Great Article by Bernice Ross
The question is how can you capitalize on today's market conditions to increase your income in 2008?
1. Target active market areas. Regardless of where you work, there are some locations and price ranges that are more active than others. Watch the sales board in your office as well as the MLS statistics. Focus your marketing efforts on those areas that have the most business. If you do face-to-face prospecting such as door knocking, calling on for-sale-by-owners, prospecting owners of expired listings, or holding open houses, make active areas your first priority.
If you normally work the $400,000+ area and the sales are currently active in the $250,000 to $300,000 price range, shift your efforts there. Also, be sure to carefully monitor activity each month. If you observe a shift, follow it.
2. Put pressure on buyers who are negotiating by doing a simultaneous price reduction. Whenever you issue a counteroffer with a lower price, ask the seller to reduce the list price. When the buyers realize that the seller is lowering the price, it places additional pressure on the buyers to take action.
3. The best buyer's market in 35 years: If you use print or Web marketing, use your marketing pieces to proclaim, "2008-the Best Year to Buy a Home in 35 Years!"
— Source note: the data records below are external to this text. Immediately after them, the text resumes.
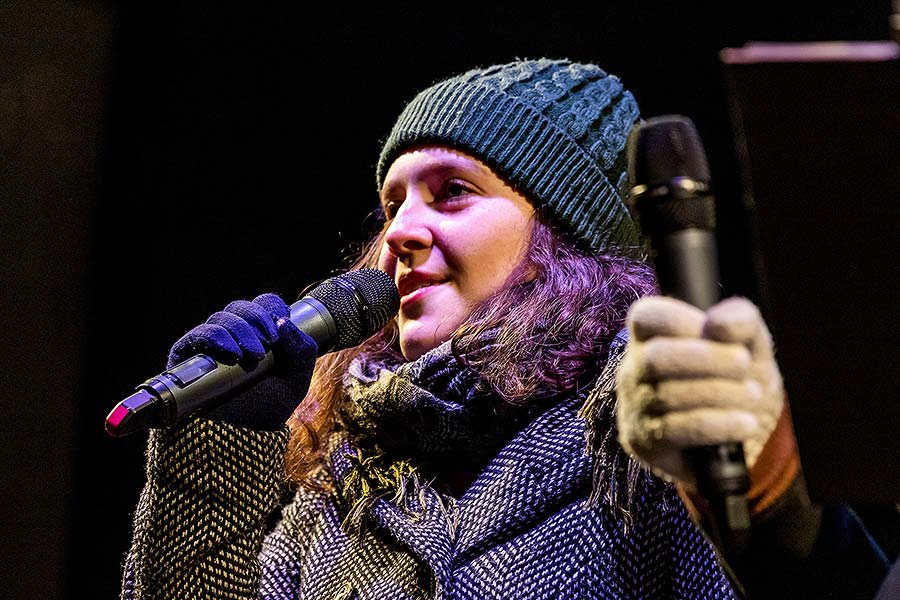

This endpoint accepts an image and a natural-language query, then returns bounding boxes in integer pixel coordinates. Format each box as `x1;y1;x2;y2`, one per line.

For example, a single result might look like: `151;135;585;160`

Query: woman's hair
287;213;656;485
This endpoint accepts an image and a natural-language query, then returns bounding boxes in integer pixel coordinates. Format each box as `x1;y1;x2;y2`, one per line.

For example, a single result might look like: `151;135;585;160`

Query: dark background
0;0;891;599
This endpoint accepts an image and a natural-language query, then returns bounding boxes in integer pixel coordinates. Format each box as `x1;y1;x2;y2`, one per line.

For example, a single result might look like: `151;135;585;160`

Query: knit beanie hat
376;58;641;256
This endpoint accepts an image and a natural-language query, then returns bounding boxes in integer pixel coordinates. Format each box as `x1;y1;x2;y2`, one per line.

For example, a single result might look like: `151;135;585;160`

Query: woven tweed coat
122;346;735;600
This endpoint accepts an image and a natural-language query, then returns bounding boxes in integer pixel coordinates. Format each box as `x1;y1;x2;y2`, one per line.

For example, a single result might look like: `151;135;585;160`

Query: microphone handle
654;228;750;560
106;296;337;437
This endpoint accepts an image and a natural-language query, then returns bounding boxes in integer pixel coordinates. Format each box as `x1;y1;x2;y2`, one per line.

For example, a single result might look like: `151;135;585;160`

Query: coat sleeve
121;419;288;600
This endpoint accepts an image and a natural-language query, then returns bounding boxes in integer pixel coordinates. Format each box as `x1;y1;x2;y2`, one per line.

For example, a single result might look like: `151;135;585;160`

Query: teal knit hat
376;58;641;256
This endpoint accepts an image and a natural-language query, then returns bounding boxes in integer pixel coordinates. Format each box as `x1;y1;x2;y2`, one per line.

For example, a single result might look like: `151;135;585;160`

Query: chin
400;323;450;360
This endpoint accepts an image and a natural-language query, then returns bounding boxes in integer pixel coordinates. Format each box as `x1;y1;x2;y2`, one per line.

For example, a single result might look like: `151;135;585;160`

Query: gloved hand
616;296;785;488
166;293;318;430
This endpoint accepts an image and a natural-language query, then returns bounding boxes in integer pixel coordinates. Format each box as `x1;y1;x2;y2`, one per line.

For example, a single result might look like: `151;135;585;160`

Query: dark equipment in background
720;41;900;505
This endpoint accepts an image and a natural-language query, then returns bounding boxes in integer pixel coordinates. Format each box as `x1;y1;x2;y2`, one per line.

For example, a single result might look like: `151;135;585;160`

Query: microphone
627;115;750;554
106;269;400;437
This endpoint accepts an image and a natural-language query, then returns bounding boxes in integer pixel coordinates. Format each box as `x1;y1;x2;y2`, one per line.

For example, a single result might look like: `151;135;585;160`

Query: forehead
384;145;499;183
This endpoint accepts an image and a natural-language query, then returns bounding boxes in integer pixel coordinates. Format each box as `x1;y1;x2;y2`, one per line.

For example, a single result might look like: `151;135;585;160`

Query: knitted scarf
330;334;548;528
332;331;649;528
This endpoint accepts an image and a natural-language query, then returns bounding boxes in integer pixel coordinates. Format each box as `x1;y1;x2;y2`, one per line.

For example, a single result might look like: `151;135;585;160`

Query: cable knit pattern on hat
376;58;642;256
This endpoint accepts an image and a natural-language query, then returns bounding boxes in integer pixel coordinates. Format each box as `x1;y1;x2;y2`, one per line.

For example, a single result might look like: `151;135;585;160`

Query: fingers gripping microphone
628;115;750;552
106;269;400;437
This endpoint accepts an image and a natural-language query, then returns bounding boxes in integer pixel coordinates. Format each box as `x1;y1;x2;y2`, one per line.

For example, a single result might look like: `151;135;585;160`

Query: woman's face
378;146;535;360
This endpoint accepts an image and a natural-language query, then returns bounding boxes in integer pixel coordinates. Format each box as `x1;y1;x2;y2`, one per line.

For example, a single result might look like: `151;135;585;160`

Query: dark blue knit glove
166;294;318;431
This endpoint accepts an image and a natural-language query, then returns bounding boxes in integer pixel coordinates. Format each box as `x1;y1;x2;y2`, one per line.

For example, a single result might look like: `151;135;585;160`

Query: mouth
397;273;444;306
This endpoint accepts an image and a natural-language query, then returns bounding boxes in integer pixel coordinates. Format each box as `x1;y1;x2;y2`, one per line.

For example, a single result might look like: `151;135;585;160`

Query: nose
384;195;433;258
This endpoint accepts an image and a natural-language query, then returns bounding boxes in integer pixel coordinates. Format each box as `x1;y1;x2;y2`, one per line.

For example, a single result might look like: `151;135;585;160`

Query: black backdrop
0;0;891;598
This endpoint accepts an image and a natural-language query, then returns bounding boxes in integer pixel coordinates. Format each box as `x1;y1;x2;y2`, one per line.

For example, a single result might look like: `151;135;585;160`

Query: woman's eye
442;181;472;198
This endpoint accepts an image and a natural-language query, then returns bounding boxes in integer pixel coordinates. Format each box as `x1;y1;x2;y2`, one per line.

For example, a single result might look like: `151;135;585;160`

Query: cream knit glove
616;296;784;487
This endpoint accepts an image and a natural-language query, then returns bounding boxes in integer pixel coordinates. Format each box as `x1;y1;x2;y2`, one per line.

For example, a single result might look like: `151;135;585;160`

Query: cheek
378;244;397;277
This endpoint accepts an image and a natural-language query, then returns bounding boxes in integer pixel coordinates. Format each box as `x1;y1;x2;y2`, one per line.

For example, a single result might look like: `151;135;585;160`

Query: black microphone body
628;115;750;555
106;269;400;437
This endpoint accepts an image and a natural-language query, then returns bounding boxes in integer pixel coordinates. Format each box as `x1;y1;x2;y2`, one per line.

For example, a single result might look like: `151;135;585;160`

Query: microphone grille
628;115;710;188
308;269;400;350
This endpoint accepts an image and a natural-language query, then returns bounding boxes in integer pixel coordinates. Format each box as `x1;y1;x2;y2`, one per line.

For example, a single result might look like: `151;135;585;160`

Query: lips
397;271;444;297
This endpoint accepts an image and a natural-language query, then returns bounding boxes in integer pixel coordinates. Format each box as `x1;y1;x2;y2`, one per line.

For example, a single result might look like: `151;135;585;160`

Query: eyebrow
379;158;491;206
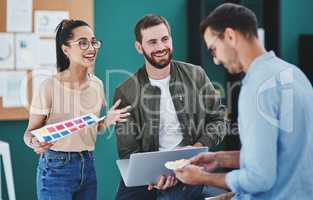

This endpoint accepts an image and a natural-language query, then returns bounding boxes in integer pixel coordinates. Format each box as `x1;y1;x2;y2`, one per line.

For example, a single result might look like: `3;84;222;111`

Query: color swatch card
31;114;105;142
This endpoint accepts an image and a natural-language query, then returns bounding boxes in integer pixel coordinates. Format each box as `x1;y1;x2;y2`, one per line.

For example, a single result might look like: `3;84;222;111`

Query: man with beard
114;15;226;200
176;4;313;200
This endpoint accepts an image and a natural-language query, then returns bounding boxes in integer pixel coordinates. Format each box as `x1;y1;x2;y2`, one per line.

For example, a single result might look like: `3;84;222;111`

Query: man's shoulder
116;68;141;100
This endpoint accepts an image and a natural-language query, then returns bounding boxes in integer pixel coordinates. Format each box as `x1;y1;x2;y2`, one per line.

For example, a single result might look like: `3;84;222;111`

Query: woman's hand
104;99;131;127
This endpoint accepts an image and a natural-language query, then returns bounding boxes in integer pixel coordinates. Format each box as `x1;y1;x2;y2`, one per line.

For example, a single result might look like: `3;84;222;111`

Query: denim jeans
37;150;97;200
115;180;203;200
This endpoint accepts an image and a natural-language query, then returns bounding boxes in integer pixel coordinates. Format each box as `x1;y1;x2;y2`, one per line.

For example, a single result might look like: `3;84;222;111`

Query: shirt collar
242;51;276;85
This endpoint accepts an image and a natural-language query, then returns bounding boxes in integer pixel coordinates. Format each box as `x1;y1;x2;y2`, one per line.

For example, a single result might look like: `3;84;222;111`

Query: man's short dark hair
135;14;171;43
200;3;258;38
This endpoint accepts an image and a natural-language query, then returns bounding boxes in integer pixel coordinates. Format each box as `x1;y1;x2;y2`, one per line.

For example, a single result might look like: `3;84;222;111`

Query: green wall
280;0;313;65
0;0;313;200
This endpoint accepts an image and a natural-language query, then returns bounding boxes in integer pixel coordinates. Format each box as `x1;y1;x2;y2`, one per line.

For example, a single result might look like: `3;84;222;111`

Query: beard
143;48;172;69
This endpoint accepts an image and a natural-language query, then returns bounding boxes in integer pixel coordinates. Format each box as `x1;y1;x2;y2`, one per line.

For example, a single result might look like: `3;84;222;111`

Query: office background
0;0;313;200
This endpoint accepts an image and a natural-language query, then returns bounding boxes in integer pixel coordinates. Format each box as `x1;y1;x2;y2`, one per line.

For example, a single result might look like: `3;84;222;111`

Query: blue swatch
87;120;95;125
52;133;61;139
83;116;92;121
43;136;52;142
61;131;70;136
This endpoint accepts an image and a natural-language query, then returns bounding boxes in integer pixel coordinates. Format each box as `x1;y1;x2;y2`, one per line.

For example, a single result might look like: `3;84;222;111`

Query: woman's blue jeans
37;150;97;200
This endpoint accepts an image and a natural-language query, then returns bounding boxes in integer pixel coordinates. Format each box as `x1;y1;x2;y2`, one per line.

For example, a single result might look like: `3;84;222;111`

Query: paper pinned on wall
15;34;40;69
7;0;33;32
1;71;28;108
258;28;265;47
32;66;57;99
35;10;69;37
0;71;5;98
0;33;15;69
39;39;56;66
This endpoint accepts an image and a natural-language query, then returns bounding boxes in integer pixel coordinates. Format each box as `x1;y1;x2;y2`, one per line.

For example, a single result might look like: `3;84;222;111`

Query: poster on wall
7;0;33;32
15;33;40;69
35;10;69;37
0;33;15;70
258;28;265;47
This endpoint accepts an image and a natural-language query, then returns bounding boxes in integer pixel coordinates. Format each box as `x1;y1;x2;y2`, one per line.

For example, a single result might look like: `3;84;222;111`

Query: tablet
116;147;208;187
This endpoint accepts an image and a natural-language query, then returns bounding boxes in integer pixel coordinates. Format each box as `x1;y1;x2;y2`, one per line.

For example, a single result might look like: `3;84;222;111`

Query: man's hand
148;175;178;190
175;165;208;185
190;152;219;172
32;137;54;154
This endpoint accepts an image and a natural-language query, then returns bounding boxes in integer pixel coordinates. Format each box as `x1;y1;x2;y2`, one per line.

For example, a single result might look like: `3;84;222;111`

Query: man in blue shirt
176;4;313;200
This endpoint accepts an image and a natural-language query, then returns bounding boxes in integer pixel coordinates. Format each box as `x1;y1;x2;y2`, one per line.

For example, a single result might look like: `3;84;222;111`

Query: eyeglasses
70;38;102;50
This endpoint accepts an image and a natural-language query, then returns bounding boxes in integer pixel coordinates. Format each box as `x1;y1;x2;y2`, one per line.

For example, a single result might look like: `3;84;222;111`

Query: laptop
116;147;208;187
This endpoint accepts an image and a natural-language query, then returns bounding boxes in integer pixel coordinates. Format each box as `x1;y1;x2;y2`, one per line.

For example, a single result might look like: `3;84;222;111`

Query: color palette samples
31;113;105;142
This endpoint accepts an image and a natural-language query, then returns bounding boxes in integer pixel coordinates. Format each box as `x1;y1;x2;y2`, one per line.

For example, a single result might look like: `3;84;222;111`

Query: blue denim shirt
226;52;313;200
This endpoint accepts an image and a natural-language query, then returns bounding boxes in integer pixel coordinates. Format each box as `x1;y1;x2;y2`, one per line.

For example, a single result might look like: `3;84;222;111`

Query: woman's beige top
30;74;106;152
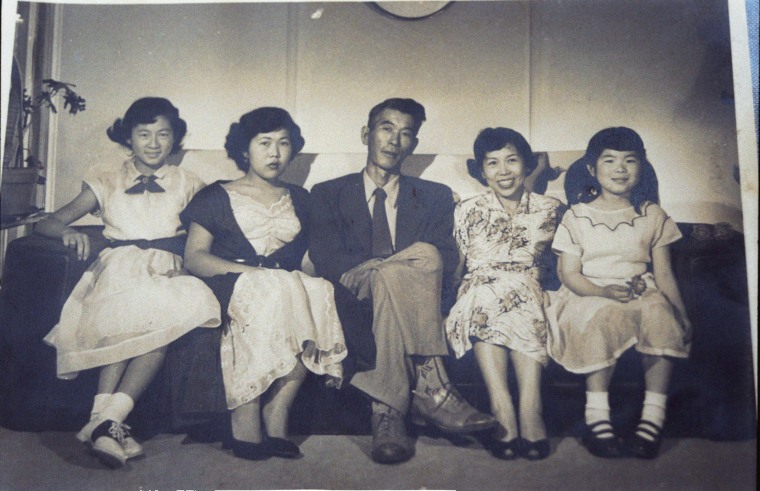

Here's how to back up this claim: In April of 1973, mortgage rates were about the same as they are today. Since that time, we have only had mortgage rates this low during 2001 and 2002, the height of the seller's markets where there was little inventory. In the last two major buyer's markets, one in the early 1980s and the other in the early 1990s, the rates were much higher. When I started in the business in 1978, interest rates were at 9.75 percent, en route to 18 to 21 percent in 1980. In the early 1990s, the rates were hovering in the 11 to 12 percent range. Thus, today's buyer's market, with exceptionally low mortgage rates plus a substantial supply of inventory, is the best time in decades to purchase.
4. Show first-time buyers the cost of waiting. There are several different ways that first time buyers lose money by waiting to purchase. The first is loss of tax deductions. In most cases, people who lack a mortgage pay more federal and state income taxes than those who qualify for a mortgage deduction. You can use a mortgage calculator to illustrate this point. For example, assume that a buyer is currently paying $1,500 per month on a rental. If the buyer purchases a $300,000 property with $30,000 down and a fixed-rate 30-year mortgage of $270,000 at 6.25 percent, the buyer actually nets $24,262 more, assuming that appreciation keeps pace with inflation, the buyer owns the property for eight years, and is in the 28 percent bracket.
Another way renters lose money is through wealth accumulation, generally in the form of creating equity by paying down the loan and through appreciation. According to the Federal Reserve, the average homeowner between 1995 and 2004 had a net worth of $184,400, of which approximately $60,000 was due to home ownership appreciation. To account for the difference of $60,000 of wealth accumulation, a $200,000 house would have to decline by 30 percent. Thus, each year a buyer waits to purchase a median-priced home, they lose $6,000 in potential wealth accumulation.
An additional way that renters lose money is through increased interest rates. For example, on a $200,000 mortgage, assume that interest rates increase from six to seven percent. By waiting, the buyer's payments increase by $1,578 each year causing a total loss (in payments and wealth accumulation) of $7,578. If interest rates increase from six to eight percent on that same loan, they will pay an extra $3,221 per year resulting in a total loss of $9,221.
Great information to look at. I do whatever it takes. Period. I sell homes for 90K to 500K. Whatever sells is where I want to be.